Mentaline.com's website founder Jesper Buch said this about the results of the survey, "It's shocking that so many young people think mental health problems are fashionable." "It's a very sensitive topic, so to see that many teenagers are blase about the whole thing isn't good at all". "Many young people are too quick to say "I'm depressed" or try to gain attention by pretending to have some kind of personal issue. Your teenage years should be spent enjoying life, not convincing people that you have issues that should be taken extremely seriously".

So why are the teens faking mental illness?
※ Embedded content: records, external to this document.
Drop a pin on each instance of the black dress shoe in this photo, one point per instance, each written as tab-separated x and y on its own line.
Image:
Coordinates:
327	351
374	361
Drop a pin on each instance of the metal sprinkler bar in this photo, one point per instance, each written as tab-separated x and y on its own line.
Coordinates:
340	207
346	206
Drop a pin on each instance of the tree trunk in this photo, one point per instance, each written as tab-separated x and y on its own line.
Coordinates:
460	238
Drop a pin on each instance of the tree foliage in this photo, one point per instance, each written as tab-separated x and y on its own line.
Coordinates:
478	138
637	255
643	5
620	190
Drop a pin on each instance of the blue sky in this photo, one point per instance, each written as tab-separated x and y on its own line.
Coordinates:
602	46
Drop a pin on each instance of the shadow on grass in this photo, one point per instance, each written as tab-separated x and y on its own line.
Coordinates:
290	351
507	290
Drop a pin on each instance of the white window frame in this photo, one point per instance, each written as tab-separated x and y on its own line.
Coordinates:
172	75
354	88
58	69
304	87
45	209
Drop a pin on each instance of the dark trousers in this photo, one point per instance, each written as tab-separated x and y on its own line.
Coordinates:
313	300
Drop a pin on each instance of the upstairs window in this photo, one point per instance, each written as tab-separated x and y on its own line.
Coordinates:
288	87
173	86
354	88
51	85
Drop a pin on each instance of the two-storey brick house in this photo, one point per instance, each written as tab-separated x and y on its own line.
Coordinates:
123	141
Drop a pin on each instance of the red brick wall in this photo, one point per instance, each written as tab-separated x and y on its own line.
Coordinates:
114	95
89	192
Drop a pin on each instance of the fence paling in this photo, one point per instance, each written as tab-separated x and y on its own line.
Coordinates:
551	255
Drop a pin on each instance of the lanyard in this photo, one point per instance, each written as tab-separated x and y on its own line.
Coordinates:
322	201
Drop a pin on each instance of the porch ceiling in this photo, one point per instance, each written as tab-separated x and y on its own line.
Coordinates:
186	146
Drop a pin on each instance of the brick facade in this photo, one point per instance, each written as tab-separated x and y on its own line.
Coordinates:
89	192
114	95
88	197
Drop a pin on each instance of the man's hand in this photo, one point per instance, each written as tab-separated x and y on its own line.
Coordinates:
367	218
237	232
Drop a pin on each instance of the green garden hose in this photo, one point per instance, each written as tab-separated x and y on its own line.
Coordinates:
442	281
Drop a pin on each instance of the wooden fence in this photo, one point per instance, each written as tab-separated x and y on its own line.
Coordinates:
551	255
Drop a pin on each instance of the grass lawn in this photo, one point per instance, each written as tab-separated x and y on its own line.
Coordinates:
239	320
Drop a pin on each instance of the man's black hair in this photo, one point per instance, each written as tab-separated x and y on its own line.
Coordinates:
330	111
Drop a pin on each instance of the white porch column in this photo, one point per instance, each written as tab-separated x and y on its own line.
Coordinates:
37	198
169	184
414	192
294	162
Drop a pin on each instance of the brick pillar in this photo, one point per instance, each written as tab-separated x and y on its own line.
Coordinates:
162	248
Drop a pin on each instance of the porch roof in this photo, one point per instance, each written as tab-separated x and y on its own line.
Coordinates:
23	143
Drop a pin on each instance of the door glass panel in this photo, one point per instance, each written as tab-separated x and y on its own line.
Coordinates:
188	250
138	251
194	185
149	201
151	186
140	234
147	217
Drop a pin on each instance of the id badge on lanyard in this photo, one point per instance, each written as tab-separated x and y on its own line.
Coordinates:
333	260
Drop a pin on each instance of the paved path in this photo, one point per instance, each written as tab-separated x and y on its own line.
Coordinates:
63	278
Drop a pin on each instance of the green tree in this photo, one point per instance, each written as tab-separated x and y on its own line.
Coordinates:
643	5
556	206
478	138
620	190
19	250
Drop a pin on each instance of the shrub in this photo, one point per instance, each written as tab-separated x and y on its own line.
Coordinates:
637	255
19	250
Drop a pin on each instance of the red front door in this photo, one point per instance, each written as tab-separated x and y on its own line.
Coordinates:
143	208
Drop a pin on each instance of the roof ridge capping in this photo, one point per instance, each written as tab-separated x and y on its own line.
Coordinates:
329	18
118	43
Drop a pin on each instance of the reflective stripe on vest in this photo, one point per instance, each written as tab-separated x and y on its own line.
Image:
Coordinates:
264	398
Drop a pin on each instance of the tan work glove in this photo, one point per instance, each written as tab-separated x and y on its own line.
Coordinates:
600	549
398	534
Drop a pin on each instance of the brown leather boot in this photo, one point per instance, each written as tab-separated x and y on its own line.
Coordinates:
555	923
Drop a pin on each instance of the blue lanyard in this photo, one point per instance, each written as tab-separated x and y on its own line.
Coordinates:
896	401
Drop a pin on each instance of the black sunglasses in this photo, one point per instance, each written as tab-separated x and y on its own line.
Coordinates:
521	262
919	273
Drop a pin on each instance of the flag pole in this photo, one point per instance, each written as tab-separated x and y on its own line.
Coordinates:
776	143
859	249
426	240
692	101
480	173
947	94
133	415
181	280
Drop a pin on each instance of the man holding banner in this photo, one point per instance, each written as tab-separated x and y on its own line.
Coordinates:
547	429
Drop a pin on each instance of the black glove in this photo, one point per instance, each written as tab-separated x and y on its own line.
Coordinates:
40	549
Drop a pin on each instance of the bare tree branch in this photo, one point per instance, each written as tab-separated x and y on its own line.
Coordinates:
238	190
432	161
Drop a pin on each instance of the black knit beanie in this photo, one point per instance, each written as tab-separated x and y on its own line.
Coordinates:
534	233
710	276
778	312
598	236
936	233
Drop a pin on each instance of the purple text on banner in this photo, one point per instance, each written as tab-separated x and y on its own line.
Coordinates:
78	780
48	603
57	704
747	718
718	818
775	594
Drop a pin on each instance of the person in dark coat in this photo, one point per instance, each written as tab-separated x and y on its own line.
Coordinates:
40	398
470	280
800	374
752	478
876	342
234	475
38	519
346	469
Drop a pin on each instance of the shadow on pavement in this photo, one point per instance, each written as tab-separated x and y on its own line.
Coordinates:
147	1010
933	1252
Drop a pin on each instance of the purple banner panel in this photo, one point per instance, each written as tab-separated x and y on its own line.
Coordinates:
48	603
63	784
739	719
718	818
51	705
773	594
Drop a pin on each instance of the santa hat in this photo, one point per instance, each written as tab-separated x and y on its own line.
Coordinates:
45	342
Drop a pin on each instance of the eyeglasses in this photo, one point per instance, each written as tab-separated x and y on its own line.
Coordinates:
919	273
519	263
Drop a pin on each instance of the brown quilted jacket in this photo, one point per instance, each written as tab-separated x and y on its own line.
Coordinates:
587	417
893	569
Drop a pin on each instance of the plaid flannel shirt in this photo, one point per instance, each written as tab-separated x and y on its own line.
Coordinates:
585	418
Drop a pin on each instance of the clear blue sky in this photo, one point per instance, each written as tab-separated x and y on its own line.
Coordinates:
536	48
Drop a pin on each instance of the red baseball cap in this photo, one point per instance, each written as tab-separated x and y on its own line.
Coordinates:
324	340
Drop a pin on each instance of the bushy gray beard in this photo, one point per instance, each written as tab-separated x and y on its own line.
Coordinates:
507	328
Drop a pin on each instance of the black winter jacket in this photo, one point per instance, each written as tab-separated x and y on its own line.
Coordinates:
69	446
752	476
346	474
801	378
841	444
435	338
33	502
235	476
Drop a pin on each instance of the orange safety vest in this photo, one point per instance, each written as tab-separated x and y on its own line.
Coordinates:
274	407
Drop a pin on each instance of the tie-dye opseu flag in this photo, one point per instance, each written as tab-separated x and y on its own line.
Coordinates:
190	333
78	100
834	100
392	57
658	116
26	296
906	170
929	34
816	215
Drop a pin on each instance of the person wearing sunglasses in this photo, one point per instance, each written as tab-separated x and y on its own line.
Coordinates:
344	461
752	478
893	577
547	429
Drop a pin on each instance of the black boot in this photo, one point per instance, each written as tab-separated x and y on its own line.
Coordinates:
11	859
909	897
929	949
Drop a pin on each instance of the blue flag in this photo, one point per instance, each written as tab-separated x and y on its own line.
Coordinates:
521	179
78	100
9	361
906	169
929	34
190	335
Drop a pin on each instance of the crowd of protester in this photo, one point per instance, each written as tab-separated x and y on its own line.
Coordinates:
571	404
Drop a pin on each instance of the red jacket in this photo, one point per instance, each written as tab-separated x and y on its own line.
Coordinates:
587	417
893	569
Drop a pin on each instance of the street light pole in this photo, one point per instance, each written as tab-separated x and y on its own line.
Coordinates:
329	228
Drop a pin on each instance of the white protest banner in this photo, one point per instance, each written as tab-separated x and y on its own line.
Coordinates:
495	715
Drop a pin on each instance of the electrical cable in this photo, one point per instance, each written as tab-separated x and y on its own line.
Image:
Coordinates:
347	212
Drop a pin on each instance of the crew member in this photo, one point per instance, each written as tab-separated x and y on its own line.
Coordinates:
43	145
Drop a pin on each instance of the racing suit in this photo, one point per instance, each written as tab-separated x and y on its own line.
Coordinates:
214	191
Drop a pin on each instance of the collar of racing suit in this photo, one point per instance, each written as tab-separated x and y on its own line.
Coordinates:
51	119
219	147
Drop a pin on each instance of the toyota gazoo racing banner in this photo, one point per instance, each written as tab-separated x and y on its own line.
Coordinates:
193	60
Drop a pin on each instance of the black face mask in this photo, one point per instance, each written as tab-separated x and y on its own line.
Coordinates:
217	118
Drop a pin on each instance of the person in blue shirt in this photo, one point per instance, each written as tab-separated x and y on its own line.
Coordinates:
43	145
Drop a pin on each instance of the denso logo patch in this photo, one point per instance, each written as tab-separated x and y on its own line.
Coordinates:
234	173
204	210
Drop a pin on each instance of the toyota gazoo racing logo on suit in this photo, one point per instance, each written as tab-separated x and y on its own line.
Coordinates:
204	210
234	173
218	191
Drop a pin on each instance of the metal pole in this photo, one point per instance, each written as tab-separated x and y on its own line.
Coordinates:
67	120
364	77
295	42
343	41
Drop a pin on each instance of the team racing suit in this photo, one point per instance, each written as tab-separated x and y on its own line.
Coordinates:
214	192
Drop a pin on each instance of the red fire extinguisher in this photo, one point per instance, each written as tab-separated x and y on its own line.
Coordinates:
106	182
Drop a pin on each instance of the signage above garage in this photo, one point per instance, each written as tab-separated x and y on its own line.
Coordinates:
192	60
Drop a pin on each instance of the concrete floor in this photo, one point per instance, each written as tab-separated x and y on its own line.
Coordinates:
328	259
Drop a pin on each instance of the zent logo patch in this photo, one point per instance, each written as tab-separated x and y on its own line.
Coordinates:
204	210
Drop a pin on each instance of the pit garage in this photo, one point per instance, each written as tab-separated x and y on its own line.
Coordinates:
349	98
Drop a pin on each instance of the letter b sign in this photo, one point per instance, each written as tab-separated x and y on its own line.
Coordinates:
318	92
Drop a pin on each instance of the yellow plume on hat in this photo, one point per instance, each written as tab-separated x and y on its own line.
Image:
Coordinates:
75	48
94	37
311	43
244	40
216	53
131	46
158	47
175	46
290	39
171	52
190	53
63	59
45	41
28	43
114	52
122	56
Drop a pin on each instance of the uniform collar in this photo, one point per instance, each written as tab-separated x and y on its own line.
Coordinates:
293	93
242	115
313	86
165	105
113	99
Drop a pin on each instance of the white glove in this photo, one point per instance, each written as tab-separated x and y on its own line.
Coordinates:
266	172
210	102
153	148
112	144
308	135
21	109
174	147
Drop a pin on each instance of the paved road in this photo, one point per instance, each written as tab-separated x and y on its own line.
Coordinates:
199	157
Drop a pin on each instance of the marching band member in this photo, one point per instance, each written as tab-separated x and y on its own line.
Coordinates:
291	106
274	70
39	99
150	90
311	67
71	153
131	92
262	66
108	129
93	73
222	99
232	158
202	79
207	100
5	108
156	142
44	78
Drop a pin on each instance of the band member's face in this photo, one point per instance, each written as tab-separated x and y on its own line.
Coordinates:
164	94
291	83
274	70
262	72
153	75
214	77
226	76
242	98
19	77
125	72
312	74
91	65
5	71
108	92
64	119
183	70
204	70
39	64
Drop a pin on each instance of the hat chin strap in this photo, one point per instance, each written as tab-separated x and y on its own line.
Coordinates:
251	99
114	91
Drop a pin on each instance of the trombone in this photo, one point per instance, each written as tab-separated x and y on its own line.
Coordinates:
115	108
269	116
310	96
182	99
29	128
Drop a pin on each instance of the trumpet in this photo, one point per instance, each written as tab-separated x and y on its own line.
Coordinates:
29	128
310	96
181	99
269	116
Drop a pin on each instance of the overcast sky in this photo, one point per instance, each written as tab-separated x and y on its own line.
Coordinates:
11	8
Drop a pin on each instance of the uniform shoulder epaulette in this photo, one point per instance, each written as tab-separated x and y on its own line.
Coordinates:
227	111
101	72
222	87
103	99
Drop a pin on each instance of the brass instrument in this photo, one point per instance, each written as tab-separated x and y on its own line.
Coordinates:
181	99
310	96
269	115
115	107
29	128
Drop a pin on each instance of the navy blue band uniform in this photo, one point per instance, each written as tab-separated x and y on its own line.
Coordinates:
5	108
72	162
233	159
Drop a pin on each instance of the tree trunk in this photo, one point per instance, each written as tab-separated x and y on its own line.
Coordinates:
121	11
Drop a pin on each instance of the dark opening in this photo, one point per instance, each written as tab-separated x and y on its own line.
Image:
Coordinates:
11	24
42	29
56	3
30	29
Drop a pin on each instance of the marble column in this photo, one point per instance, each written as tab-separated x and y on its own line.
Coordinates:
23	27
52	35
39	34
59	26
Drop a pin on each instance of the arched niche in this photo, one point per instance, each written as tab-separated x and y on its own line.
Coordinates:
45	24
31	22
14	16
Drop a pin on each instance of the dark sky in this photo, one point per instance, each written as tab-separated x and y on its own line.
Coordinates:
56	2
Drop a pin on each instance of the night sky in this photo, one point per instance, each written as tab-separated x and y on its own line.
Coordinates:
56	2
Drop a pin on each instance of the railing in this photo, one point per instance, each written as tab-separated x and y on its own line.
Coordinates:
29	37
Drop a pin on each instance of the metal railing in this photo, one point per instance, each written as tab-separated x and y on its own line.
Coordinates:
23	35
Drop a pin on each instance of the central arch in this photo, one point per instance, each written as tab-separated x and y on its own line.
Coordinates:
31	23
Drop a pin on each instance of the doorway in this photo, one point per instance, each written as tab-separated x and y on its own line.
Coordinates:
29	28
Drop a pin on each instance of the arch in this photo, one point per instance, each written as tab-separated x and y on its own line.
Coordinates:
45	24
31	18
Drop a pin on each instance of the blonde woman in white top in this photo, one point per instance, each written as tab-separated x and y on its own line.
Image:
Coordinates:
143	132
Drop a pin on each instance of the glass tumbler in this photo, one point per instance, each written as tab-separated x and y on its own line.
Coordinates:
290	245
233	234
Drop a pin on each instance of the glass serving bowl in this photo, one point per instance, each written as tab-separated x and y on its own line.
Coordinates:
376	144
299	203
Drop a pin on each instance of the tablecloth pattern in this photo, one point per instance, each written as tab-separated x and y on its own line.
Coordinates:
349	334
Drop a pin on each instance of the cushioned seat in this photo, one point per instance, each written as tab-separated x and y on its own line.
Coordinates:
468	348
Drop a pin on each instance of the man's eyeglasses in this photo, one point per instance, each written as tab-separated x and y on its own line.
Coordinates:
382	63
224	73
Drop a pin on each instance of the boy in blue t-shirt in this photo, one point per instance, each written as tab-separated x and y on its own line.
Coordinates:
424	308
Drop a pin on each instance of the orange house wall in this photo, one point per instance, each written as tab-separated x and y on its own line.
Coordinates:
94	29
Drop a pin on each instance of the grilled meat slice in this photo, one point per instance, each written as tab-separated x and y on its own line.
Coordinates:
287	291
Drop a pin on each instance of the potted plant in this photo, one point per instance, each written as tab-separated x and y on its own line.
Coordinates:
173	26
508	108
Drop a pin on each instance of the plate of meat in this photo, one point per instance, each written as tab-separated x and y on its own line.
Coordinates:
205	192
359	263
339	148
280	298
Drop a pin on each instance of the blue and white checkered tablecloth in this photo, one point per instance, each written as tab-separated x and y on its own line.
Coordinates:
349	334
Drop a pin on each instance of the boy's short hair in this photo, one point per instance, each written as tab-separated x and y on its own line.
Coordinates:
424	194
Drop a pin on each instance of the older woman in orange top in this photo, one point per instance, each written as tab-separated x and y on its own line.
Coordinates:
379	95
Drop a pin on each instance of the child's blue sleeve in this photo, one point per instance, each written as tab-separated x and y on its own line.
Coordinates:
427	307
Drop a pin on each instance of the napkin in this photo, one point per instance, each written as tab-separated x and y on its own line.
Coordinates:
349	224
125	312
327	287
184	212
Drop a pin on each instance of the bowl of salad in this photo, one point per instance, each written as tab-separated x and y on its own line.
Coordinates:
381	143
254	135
Half claimed it was 'fashionable," and believed it made people 'unique'. About a quarter said it was 'cool' but the majority did admit that it actually 'should be taken very seriously.'

Indeed, it is a problem. For one, a teen faking a mental illness can be put on medication for the problem. Ironically, some of these medications actually have side effects of 'suicidal thoughts'!

Even more terrifying, a person who is faking a mental disorder can eventually find that have actually developed the disorder by basically convincing his or her own mind. The person can then lose control and find themselves unable to longer get out of it without help.

What do you think?



There's been a lot of talk about mental illness as well as a movement to remove any stigma surrounding it. What I see is a concerted movement to maintain there is a stigma surrounding it.
If the stigma is gone there are people who think it is cool.